WASHINGTON, January 27. /TASS/. US President Donald Trump should have agreed to Russian leader Vladimir Putin’s proposal to extend the New Strategic Arms Reduction Treaty (New START) months ago, Jon Wolfsthal, former senior director at the US National Security Council for arms control and nonproliferation, said.
"I don't want to make it sound like this is simple, but this is a piece of low-hanging fruit that the Trump administration should have seized months ago," he said, commenting on the situation around New START and Moscow’s proposal to extend it. "Vladimir Putin, President of Russia, said that it would be a good idea for the United States and Russia to extend the limits under New START. <…> Trump, at the time, said [that it] sounded like a good idea. And then there was no staff work. Nobody was tasked to actually go and talk to the Russians about this," Wolfsthal pointed out at the Bulletin of the Atomic Scientists event.
The Treaty between the United States of America and the Russian Federation on Measures for the Further Reduction and Limitation of Strategic Offensive Arms (the New START Treaty) was signed in 2010 and entered into force on February 5, 2011.

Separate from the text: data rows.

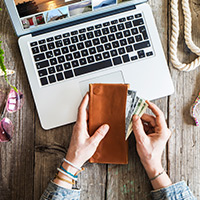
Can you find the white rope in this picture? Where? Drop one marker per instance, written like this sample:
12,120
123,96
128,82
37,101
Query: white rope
187,35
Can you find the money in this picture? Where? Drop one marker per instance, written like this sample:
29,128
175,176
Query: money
137,107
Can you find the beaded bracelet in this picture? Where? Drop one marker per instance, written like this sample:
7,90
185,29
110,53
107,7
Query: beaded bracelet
157,175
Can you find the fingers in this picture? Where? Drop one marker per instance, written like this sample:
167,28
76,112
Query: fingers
99,134
149,118
138,129
82,111
160,119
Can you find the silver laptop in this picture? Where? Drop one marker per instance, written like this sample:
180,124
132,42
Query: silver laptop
67,44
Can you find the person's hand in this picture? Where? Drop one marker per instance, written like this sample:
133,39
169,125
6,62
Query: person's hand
151,133
82,146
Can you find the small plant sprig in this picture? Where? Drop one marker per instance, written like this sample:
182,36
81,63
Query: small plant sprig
3,67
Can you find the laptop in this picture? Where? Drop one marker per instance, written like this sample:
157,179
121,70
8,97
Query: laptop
68,44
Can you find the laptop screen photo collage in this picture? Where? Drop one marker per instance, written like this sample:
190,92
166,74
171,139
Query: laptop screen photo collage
35,13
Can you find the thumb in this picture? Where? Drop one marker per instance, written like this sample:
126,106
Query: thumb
138,129
99,134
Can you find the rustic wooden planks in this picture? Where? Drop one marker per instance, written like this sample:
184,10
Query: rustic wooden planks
30,160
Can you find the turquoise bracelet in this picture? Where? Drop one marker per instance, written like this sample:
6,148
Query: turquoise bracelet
61,167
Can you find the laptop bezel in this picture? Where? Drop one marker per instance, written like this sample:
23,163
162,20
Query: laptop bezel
12,10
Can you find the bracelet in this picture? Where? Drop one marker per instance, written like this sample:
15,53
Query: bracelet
62,179
75,176
60,170
78,168
157,175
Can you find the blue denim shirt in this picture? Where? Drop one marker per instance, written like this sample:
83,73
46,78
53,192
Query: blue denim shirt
177,191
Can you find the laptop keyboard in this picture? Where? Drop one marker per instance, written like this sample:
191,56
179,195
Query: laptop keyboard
93,48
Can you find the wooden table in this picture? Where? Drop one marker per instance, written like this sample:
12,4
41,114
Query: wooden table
29,161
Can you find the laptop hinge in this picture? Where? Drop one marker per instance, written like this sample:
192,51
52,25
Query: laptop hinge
71,23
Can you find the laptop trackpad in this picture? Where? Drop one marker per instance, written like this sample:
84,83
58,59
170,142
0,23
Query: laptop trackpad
116,77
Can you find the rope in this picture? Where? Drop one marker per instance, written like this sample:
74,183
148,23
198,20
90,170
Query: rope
187,36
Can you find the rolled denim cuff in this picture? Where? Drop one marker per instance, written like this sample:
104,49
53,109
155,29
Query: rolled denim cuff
177,191
56,192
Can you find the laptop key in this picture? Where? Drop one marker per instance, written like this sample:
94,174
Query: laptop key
90,59
51,45
42,72
61,59
51,70
107,46
33,44
75,63
96,41
84,52
138,38
59,43
134,31
100,48
117,61
72,47
57,37
66,41
119,35
129,48
50,39
106,55
39,57
121,50
82,61
93,67
49,54
53,61
44,81
57,52
92,50
67,65
90,35
138,22
59,68
35,50
80,45
141,54
59,76
98,57
41,41
69,57
65,50
97,33
43,48
142,45
68,74
111,37
125,58
52,79
82,37
113,29
88,43
114,53
77,54
121,27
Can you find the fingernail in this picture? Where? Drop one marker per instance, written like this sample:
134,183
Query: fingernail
106,127
135,118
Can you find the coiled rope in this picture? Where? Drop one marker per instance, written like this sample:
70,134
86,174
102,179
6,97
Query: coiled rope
187,35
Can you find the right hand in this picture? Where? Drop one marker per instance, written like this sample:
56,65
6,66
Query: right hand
151,133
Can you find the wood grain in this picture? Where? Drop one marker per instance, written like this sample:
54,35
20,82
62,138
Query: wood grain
30,160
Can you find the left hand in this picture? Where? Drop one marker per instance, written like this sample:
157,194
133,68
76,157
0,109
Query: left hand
82,146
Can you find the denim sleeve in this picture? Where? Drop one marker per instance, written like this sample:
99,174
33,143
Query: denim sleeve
177,191
55,192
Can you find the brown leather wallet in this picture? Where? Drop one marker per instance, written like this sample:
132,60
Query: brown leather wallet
107,105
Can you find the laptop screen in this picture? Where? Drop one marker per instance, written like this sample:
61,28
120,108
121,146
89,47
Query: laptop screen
35,13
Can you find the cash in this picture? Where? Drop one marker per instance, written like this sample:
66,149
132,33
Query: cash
134,105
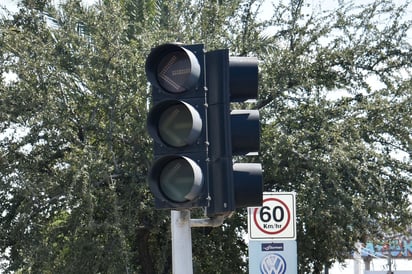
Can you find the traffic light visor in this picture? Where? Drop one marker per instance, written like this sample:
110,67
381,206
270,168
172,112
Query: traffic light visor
172,68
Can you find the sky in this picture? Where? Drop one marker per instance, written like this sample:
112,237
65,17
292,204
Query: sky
317,5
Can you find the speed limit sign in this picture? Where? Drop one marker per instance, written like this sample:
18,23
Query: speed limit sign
275,219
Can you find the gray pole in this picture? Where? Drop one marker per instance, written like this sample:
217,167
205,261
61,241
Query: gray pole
181,242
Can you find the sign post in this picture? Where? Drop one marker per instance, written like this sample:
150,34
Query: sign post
272,234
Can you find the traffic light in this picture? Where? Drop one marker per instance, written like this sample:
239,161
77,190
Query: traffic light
196,135
232,133
177,123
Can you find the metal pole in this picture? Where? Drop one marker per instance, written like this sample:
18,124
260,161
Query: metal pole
181,242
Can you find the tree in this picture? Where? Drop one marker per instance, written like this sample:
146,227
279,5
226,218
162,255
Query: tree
338,155
75,153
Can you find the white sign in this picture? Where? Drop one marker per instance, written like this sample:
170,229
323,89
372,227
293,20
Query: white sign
275,219
273,257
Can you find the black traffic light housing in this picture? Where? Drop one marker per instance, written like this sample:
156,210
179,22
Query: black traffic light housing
232,133
195,132
177,123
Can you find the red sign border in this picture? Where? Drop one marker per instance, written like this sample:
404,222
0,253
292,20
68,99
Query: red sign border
287,222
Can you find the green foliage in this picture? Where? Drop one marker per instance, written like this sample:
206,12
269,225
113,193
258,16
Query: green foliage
74,152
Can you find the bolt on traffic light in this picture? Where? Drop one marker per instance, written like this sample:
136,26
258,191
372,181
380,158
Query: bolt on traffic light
177,123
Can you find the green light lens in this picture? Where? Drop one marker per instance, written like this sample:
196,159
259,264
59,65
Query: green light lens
177,180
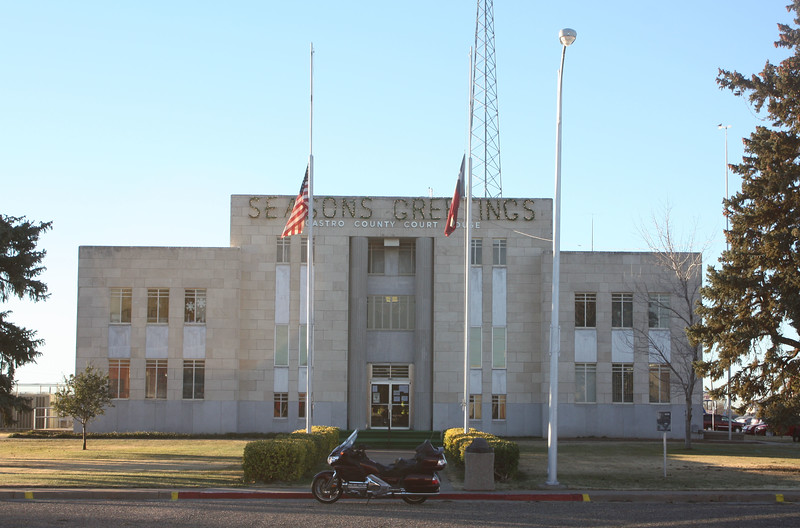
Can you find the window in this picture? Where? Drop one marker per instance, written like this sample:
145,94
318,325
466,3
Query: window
281,345
475,401
281,405
659,383
475,346
120,308
155,379
194,379
585,382
119,378
622,382
585,310
407,258
658,310
499,347
284,247
622,310
390,312
157,305
476,252
376,257
498,406
499,252
302,359
195,307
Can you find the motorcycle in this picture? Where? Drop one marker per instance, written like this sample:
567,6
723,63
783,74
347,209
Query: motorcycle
355,474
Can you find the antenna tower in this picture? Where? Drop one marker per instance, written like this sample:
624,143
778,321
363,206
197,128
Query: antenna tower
485,116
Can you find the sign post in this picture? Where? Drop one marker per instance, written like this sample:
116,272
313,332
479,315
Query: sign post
664,423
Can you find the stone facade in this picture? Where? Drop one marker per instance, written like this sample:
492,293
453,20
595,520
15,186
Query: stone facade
239,365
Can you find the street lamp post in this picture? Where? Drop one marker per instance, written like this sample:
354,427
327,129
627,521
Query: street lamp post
726,127
567,37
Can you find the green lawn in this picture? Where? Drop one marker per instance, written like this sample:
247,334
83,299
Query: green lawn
582,464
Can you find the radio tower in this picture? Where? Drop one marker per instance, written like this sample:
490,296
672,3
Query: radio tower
485,116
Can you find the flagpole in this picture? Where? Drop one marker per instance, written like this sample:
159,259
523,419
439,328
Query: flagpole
310,257
467,244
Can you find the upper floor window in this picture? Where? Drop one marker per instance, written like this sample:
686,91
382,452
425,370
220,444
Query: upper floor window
284,247
658,310
195,306
390,312
120,305
499,252
157,305
476,252
622,310
585,310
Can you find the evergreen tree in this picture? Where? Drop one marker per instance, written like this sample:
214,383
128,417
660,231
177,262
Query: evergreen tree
751,314
84,397
20,265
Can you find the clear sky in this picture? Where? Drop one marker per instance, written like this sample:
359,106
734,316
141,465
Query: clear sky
132,123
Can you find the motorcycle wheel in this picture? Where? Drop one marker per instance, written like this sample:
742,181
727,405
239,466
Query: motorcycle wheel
414,499
326,489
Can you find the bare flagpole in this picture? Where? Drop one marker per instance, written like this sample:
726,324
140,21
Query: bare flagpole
310,257
467,242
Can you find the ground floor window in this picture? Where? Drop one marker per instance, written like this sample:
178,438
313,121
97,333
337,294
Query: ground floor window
281,406
585,382
155,381
119,378
498,406
659,383
194,379
475,403
622,382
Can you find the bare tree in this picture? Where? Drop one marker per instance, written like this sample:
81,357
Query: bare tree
681,283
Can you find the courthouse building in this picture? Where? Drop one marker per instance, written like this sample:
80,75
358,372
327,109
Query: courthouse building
213,340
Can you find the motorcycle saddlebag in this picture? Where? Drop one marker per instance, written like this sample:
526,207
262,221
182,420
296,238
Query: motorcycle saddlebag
419,483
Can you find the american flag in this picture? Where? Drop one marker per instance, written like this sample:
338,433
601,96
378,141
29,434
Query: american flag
297,220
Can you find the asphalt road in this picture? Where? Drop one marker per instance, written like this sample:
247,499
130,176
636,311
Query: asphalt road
389,513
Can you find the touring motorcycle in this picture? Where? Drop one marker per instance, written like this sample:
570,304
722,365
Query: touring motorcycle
355,474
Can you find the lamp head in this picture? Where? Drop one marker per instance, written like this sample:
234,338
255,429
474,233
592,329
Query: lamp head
567,36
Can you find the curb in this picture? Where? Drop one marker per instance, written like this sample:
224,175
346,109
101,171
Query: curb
227,494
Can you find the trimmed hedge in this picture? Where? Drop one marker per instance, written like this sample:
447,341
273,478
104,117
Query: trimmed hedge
506,453
289,456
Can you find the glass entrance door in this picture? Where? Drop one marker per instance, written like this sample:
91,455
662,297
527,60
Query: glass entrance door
390,406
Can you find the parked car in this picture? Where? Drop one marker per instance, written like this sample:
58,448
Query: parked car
719,422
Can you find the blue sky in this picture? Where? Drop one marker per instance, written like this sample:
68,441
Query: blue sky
131,124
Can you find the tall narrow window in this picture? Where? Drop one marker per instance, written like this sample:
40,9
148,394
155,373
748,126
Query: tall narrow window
585,310
281,405
476,252
302,359
475,402
658,310
194,379
659,383
585,382
119,378
281,345
475,346
622,382
157,305
155,379
499,347
622,310
284,248
407,260
498,406
499,252
195,307
120,305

The document stipulates that seven years after its entry into effect each party should have no more than a total of 700 deployed intercontinental ballistic missiles (ICBM), submarine-launched ballistic missiles (SLBM) and strategic bombers, as well as no more than 1,550 warheads on deployed ICBMs, deployed SLBMs and strategic bombers, and a total of 800 deployed and non-deployed ICBM launchers, SLBM launchers and strategic bombers. The treaty was signed for a term of ten years, until February 5, 2021, with a possibility of a further extension upon the parties’ mutual consent.
In February 2021, Moscow and Washington extended the treaty, described by the Russian authorities as the golden standard in the sphere of disarmament, for the maximal possible five years.
However, Russian President Vladimir Putin announced on February 21, 2023 that Russia was suspending its participation in New START but was not withdrawing from it. The president stressed that before returning to the discussion of the extension of the treaty, the Russian side wanted to understand how New START will take into account not only the US’ arsenals but also stockpiles of other NATO nuclear powers, namely the UK and France.
The treaty expires on February 5, 2026. Putin announced in September 2025 at a meeting with the Russian Security Council that Moscow is ready to continue adhering to the quantitative restrictions under New START for another year after its expiration. However, he noted that this measure would only be viable if Washington acted in a similar manner. Responding to a TASS question on October 5, 2025, US President Donald Trump called Putin's proposal a good idea.